Woodard has told reporters that he's no white supremacist and that McVeigh's murder of 168 people was a "horrible crime." But the name of his tribute, a part of which was performed as a "prequiem" shortly before McVeigh was executed, is "Ave Atque Vale" — translated literally, "Hail and Farewell," but named by Woodard in English as "Onward, Valiant Soldier." McVeigh wrote Woodard shortly before his execution to say the composer was the only person he knew of who understood McVeigh's attitude toward those he murdered. "Maybe," McVeigh wrote in response to a Woodard letter, "there is hope yet for this species!"
Woodard did not respond to requests for comment.
Woodard has toyed with unconventional ideas for years, and he was friendly with Beat Generation writer William Burroughs before his 1997 death. Woodard has promoted Burroughs' "Dreamachines" and similar imagination-boosting gadgets like so-called "Wishing Machines" and "Feraliminal Lycanthopizers," and he says he is interested in immortality, divination and teleportation. At least one critic has suggested that his performances seem to be "elaborate pranks."

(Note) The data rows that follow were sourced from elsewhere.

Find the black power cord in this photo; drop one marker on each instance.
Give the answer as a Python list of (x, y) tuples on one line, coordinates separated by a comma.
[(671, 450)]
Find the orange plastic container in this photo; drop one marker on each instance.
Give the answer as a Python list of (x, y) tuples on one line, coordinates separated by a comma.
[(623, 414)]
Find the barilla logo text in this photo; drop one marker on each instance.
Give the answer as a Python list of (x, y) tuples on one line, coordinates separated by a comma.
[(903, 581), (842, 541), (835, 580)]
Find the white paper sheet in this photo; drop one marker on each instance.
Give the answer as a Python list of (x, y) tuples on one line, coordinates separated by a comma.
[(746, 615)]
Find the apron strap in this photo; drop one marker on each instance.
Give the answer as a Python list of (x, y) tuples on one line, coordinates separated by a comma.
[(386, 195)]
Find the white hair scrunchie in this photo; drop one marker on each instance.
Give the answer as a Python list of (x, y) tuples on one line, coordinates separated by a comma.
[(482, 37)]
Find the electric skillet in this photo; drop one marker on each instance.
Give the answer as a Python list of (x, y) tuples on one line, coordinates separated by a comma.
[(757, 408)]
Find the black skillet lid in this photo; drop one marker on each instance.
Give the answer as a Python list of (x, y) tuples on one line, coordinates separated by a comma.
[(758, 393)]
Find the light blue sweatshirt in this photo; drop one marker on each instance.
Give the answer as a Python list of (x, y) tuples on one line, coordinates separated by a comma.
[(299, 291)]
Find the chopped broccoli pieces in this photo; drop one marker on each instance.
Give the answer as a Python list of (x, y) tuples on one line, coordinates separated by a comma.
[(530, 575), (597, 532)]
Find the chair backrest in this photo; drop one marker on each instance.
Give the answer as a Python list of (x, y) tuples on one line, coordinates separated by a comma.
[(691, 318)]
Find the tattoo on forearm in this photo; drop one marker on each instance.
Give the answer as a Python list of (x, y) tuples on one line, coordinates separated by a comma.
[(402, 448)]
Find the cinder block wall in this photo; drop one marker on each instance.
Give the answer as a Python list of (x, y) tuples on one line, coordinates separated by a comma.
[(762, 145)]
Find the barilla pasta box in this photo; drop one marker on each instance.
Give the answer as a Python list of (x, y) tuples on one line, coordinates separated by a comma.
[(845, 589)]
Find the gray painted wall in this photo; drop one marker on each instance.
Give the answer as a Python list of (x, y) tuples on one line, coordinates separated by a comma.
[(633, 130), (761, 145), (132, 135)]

Is Woodard serious about the Aryans? In a July 31, 2002, e-mail to National Alliance leaders, he certainly seemed to be. It was "with the most profound regret," he wrote in the communication, that he had learned of the passing of Pierce, a man who has called for locking Jews into railroad cattle cars and sending them to the bottoms of abandoned coal mines. Pierce's death, Woodard said, was a "tragedy."